Le chef de l'Assemblée nationale du Venezuela, le chaviste Jorge Rodríguez, a assuré mardi que 300 prisonniers politiques seraient libérés avant la fin de la semaine dans le cadre de la loi d'amnistie.
Cette annonce intervient dans un contexte de pression internationale sur Caracas et après de nouvelles libérations confirmées ces dernières heures par des organisations de défense des droits de l'homme.
« Entre hier (lundi) et ce vendredi, 300 personnes seront libérées », a déclaré Jorge Rodríguez lors d'une déclaration devant le Parlement vénézuélien.
Le leader chaviste a soutenu que certains des bénéficiaires sont accusés de crimes, tandis que d'autres ont été considérés pour des mesures spéciales en raison de leur âge ou de leur état de santé.
« Cela se réalise au-delà de la loi d'amnistie, avec un processus d'octroi d'avantages à ces personnes », a ajouté Rodríguez, qui a également demandé que ce geste soit reconnu. « Nous ne demandons rien à personne (…).

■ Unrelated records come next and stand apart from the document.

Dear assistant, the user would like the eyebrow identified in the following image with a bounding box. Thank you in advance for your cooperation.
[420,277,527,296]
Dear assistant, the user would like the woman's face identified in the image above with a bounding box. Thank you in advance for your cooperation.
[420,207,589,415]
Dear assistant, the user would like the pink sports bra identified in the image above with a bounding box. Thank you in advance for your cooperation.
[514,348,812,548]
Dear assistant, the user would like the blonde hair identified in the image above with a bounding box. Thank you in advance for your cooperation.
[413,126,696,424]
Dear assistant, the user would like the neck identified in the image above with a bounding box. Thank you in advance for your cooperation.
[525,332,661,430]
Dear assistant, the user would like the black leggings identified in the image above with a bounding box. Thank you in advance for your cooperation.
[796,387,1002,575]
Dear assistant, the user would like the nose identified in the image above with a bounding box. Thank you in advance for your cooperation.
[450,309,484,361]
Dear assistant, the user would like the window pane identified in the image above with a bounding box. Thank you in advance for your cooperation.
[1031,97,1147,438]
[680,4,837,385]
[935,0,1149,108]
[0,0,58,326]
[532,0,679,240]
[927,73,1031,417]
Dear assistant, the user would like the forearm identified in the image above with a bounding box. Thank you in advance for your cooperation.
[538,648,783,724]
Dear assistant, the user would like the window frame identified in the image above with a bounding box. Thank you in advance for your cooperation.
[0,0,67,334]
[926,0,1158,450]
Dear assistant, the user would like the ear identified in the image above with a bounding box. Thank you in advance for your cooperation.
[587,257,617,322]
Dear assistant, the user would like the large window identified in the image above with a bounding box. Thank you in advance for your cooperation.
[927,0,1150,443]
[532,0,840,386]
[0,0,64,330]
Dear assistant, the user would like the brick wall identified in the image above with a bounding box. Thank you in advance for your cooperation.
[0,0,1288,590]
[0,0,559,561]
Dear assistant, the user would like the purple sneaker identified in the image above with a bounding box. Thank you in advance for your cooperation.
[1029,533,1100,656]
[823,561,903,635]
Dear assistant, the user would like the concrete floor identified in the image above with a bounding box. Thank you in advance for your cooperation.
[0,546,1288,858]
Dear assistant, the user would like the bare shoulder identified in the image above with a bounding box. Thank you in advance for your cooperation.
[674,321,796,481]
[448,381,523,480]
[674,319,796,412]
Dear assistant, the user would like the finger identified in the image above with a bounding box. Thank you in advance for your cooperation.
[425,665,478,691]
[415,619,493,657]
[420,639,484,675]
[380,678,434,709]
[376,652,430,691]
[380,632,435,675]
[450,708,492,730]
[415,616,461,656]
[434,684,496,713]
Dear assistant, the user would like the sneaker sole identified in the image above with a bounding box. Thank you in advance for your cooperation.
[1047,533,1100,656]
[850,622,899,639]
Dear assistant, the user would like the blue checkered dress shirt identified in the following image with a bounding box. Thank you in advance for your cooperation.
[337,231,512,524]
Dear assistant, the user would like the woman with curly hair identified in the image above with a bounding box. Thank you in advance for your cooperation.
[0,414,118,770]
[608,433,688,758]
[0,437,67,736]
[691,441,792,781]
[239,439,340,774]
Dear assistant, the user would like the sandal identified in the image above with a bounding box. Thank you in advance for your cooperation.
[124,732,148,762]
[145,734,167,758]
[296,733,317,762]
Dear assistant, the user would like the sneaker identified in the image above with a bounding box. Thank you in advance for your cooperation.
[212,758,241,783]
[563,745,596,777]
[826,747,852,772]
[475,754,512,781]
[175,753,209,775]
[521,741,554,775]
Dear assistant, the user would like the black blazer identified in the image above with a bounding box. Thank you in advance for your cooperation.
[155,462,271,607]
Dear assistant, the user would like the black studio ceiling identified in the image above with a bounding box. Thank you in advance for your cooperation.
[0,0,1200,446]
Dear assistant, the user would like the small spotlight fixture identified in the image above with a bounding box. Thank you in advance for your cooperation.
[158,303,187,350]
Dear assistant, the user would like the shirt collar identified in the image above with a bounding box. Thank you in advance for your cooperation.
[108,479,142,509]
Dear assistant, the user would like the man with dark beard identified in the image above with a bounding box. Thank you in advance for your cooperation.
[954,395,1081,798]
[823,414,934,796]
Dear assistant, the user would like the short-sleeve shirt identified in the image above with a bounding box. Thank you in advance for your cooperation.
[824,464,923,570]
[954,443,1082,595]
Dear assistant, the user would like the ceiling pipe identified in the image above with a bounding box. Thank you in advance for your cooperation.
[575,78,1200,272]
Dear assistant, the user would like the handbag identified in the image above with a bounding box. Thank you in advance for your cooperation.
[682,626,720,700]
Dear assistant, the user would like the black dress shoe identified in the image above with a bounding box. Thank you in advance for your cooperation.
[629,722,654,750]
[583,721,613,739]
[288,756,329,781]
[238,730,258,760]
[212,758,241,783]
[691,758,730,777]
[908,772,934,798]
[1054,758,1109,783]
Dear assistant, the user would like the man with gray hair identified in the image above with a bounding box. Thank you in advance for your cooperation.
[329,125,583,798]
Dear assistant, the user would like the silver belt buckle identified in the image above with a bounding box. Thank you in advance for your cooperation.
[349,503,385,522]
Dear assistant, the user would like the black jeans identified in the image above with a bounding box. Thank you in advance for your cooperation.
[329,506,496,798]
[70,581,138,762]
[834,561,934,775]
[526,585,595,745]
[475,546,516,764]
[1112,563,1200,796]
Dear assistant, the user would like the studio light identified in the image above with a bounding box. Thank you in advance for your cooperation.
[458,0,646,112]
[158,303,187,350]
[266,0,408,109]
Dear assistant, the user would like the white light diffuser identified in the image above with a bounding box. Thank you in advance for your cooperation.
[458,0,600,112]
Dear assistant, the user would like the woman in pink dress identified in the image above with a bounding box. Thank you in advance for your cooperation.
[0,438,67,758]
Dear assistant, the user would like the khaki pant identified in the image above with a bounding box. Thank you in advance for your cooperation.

Seulement qu'ils sachent apprécier le geste », a-t-il déclaré.
La mesure fait partie de la loi d'amnistie, qui couvre les événements enregistrés au cours des 27 années du régime chaviste, bien qu'elle exclue les cas liés aux prétendues tentatives de coup d'État et aux accusations d'assassinat dénoncées par le parti au pouvoir.
Selon Jorge Rodríguez, parmi les premiers bénéficiaires figurent d'anciens responsables de la police métropolitaine liés aux événements d'avril 2002, lorsque Hugo Chávez a été brièvement destitué du pouvoir. Il a également évoqué la libération d'un adolescent de 16 ans et d'une femme de 70 ans sortis de prison lundi.
En parallèle, un groupe de 16 détenus accusés dans des affaires liées à l'industrie pétrolière vénézuélienne ont retrouvé la liberté ce mardi. Ces affaires seraient liées à des enquêtes ouvertes entre 2024 et 2025 sur les opérations de PDVSA.
Les chiffres sur la portée réelle de l'amnistie continuent de générer des divergences. Alors que le régime de Delcy Rodríguez affirme que plus de 8 000 personnes ont bénéficié de cette réglementation, des organisations indépendantes affirment qu'une grande partie de ces cas correspondent à des personnes qui étaient déjà en liberté conditionnelle et n'ont obtenu que la liberté totale.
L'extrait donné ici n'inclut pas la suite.